In affirming the trial court's attenuation findings, the Illinois Appellate Court cited Brown as critical to its analysis, discussed each of the Brown factors and then applied them to the facts of this case. The court found the 31-hour time lapse between Davis' arrest and confession to weigh in favor of attenuation, especially because Davis was confronted with both physical and testimonial evidence uncovered by the police independent of Davis' illegal confinement, upon which he was able to reflect for at least 14 hours without being questioned. The court saw no purposeful and flagrant exploitation of Davis' rights, observing that "[d]etectives repeatedly administered Miranda warnings before questioning defendant, and defendant signed a written waiver of rights form. There was no evidence of police misconduct; defendant was provided with food and drink, was given an opportunity to sleep, and was escorted to the washroom at his request." People v. Davis, No. 1-97-3772, slip. op. at 7-8 (Ill. App.Ct. Oct. 21, 1998). Balancing all of these considerations together, the court found the facts to support the trial court's finding that Davis' confession was sufficiently attenuated from his arrest to be purged of its taint. See id. at 8.

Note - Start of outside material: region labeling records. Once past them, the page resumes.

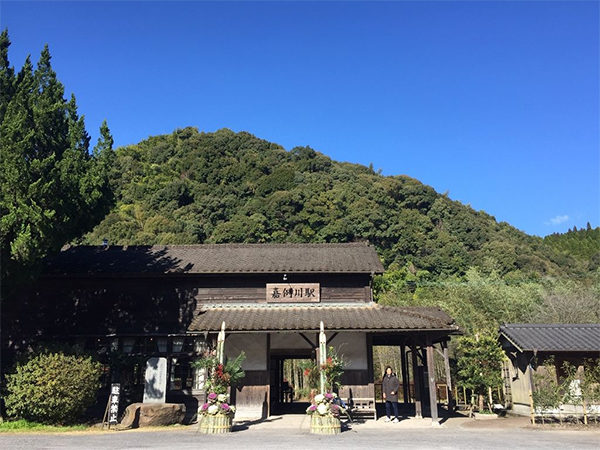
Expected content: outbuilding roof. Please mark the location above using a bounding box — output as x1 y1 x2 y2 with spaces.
45 243 384 275
188 303 459 332
500 323 600 352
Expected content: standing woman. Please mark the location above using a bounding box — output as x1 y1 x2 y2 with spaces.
381 366 400 423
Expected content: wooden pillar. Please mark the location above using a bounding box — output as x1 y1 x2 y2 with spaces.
442 342 454 413
400 342 410 405
410 345 423 419
265 333 272 417
427 339 438 424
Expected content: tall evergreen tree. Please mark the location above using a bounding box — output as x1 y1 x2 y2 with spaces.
0 31 112 288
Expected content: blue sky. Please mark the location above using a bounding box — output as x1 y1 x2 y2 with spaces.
0 0 600 236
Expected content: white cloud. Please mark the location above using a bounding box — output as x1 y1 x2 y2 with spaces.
544 214 569 225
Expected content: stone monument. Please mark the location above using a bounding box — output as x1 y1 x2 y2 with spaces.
144 357 167 403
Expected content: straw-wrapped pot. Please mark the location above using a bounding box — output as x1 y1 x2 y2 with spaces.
310 414 342 434
198 414 233 434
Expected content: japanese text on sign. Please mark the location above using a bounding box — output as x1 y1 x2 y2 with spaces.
108 383 121 425
267 283 321 303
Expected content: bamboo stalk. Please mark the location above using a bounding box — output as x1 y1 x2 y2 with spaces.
529 389 544 425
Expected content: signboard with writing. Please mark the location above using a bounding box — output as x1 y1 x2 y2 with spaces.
108 383 121 426
267 283 321 303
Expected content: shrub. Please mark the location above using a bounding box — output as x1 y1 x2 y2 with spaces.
457 334 504 411
5 353 102 424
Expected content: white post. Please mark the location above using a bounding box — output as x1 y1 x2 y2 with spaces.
319 321 327 394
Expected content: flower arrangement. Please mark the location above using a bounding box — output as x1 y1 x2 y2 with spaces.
306 392 346 417
198 392 235 417
193 351 246 394
302 347 345 391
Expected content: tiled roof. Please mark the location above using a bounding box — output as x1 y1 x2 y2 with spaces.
45 243 383 274
188 303 458 332
45 243 383 274
500 323 600 352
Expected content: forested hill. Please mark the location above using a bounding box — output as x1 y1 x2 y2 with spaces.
83 128 590 278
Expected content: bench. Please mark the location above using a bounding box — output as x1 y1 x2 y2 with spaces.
344 397 377 420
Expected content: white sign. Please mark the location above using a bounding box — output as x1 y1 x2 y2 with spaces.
267 283 321 303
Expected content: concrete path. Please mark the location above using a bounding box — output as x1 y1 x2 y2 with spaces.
0 415 600 450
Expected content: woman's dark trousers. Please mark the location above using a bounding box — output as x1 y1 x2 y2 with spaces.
385 400 398 419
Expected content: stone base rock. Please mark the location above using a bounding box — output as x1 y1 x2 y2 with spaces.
119 403 185 428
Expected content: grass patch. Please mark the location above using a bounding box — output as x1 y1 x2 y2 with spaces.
0 419 89 433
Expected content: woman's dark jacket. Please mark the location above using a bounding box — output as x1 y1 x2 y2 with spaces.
381 374 400 402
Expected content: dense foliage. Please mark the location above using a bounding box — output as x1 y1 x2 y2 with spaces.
0 30 114 289
78 128 600 333
84 128 588 278
544 222 600 270
5 353 102 424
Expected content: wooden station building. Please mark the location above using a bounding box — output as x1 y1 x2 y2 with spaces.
8 243 458 419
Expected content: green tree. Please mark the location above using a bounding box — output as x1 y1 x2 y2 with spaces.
0 35 113 293
5 353 102 424
456 334 504 411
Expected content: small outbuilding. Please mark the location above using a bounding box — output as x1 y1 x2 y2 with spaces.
499 324 600 415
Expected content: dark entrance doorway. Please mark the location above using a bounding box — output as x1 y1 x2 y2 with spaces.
269 350 314 415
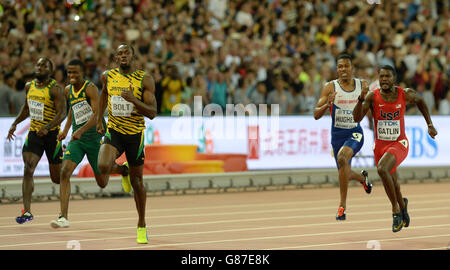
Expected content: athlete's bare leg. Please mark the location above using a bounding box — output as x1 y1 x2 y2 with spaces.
48 163 62 184
59 159 77 219
377 153 401 213
391 170 405 210
22 152 41 213
337 146 353 208
130 165 147 228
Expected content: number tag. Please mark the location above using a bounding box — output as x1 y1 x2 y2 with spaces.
352 132 362 142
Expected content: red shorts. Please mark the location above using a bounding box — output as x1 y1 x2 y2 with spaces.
373 139 409 173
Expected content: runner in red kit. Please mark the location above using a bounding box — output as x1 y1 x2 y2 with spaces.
353 66 437 232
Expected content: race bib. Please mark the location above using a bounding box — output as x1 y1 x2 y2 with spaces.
28 99 44 121
377 120 400 141
334 108 358 129
111 96 134 116
72 100 93 125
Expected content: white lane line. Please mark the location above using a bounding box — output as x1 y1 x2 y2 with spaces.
0 215 450 249
268 233 450 250
0 206 450 233
111 224 450 250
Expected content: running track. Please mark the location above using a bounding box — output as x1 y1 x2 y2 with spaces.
0 182 450 250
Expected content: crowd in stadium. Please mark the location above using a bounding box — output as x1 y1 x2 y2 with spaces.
0 0 450 116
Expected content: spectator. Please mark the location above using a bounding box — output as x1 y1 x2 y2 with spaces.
210 71 230 112
0 0 450 114
161 66 185 115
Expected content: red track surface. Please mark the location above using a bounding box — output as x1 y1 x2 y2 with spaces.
0 182 450 250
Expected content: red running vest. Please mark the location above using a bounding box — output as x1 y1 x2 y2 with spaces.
373 87 407 143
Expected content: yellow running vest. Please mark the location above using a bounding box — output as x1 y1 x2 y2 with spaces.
27 80 60 131
106 68 145 135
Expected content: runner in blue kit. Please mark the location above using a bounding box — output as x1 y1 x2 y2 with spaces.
314 54 372 220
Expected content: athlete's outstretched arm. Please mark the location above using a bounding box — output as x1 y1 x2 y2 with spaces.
314 82 336 120
36 84 67 136
122 74 157 119
405 88 437 139
96 70 108 135
353 81 373 122
6 82 31 141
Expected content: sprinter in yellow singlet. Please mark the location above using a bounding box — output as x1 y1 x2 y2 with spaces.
97 44 156 244
7 58 66 224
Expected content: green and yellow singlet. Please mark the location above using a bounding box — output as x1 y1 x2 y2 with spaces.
106 68 145 135
27 80 60 131
67 80 105 139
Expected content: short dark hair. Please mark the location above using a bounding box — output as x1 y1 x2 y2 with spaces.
378 65 397 77
67 59 84 71
42 57 53 72
336 53 353 63
116 43 134 56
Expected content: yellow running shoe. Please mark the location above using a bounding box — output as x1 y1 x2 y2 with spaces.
122 161 131 193
136 227 148 244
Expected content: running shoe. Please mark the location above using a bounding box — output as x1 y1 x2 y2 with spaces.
361 170 372 194
50 216 69 229
392 212 403 232
122 161 131 193
336 206 345 220
400 198 409 228
136 227 148 244
16 209 33 224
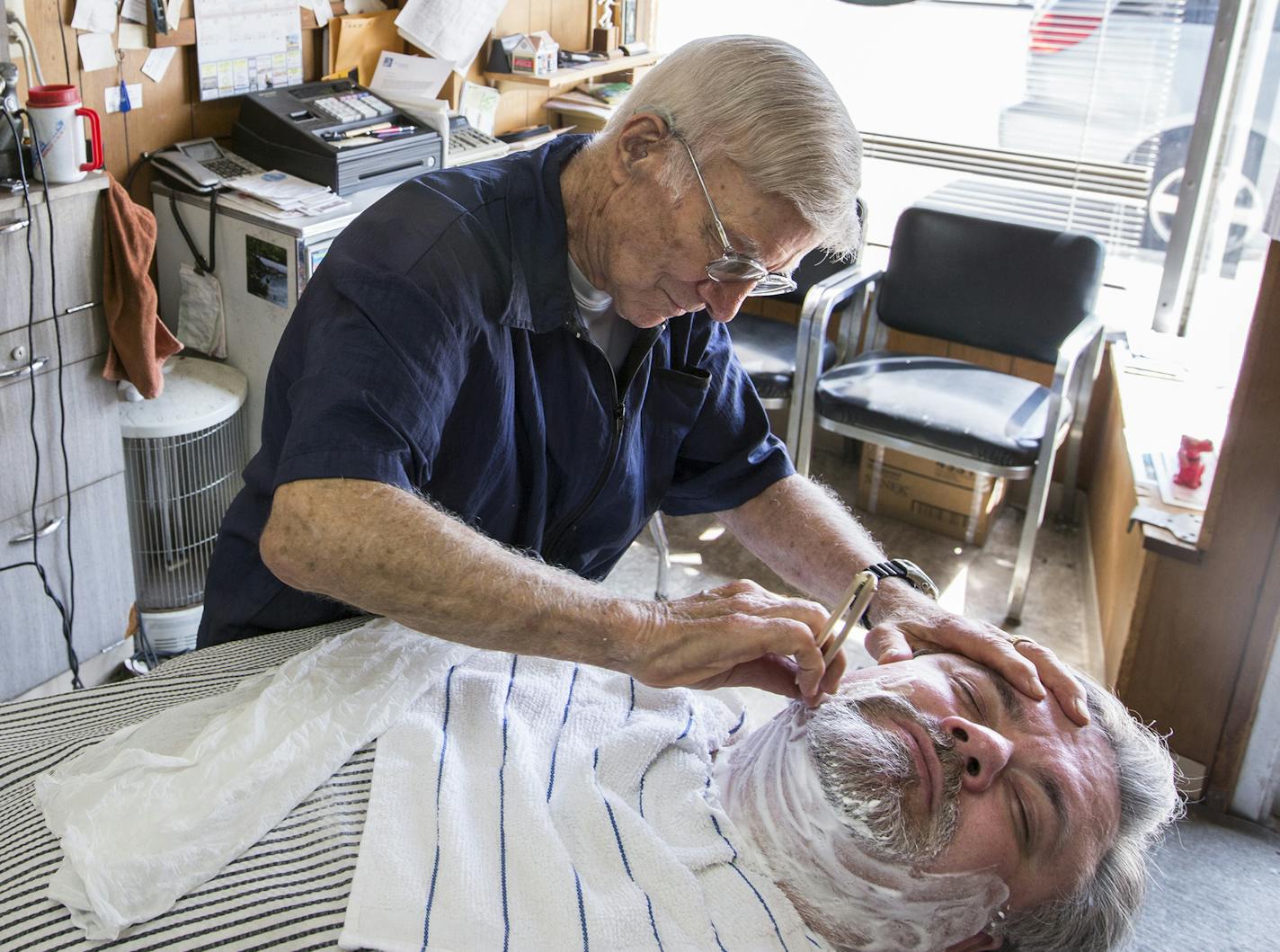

Indeed, the attenuation question is one of degree that "must be answered on the facts of each case," and "[n]o single fact is dispositive." Brown, 422 U.S. at 603, 95 S. Ct. 2254. The state courts in this case engaged in the correct constitutional analysis, balancing all of the applicable considerations, so we cannot consider the attenuation issue here. See Dortch v. O'Leary, 863 F.2d 1337, 1342 (7th Cir.1988). While Davis would most likely respond that the state courts weighed the critical factors incorrectly, we are precluded from entertaining such an argument on collateral review. The Seventh Circuit has repeatedly held "that a claim is Stone-barred if the petitioner simply argues that the state court made a mistake in applying Fourth Amendment law." Turentine v. Miller, 80 F.3d 222, 225-26 (7th Cir.1996). Rather, federal courts can review Fourth Amendment habeas claims only if "the state court made an egregious error (e.g., failed to apply Supreme Court precedent directly on point after the argument was clearly presented), thus effectively depriving the petitioner of the ability to vindicate his federal rights in state court." Id. at 226. We cannot consider a Fourth Amendment habeas claim on the merits just because we might have reached a different result. See Dortch, 863 F.2d at 1342. And the Supreme Court has cautioned against mistrusting the competence of state courts to fairly adjudicate federal constitutional rights, warning us not to assume "that there now exists a general lack of appropriate sensitivity to constitutional rights in the trial and appellate courts of the several States." Stone, 428 U.S. at 493-94 n. 35, 96 S. Ct. 3037.

Even if we could evaluate the merits of Davis' arguments that the Brown factors were improperly applied, our review would be extremely limited in scope. Under 28 U.S.C. ยง 2254(d) (1), we can only grant a writ of habeas corpus if the state courts were "unreasonable" in applying clearly established federal law to the facts of a case. We accord state court factual findings a high degree of deference and presume them to be correct, since we cannot second-guess a state trial court's assessment *1011 of the credibility of witnesses whose demeanor we did not observe. See Marshall v. Lonberger, 459 U.S. 422, 432-34, 103 S. Ct. 843, 74 L. Ed. 2d 646 (1983); Sumner v. Mata, 455 U.S. 591, 598, 102 S. Ct. 1303, 71 L. Ed. 2d 480 (1982).

To prevail, Davis would have to show that the state courts' judgments were not even "minimally consistent with the facts and circumstances of the case," Hennon v. Cooper, 109 F.3d 330, 335 (7th Cir.1997), or in other words that they were "at such tension with governing U.S. Supreme Court precedents, or so inadequately supported by the record, or so arbitrary that a writ must issue." Hall v. Washington, 106 F.3d 742, 749 (7th Cir.1997). Once we are convinced that a state court asked the right constitutional question, its conclusion with respect to the specific facts of the case cannot be deemed "unreasonable" so long as it "is one of several equally plausible outcomes." Id.

For the foregoing reasons, we deny Davis' petition for a writ of habeas corpus. It is so ordered.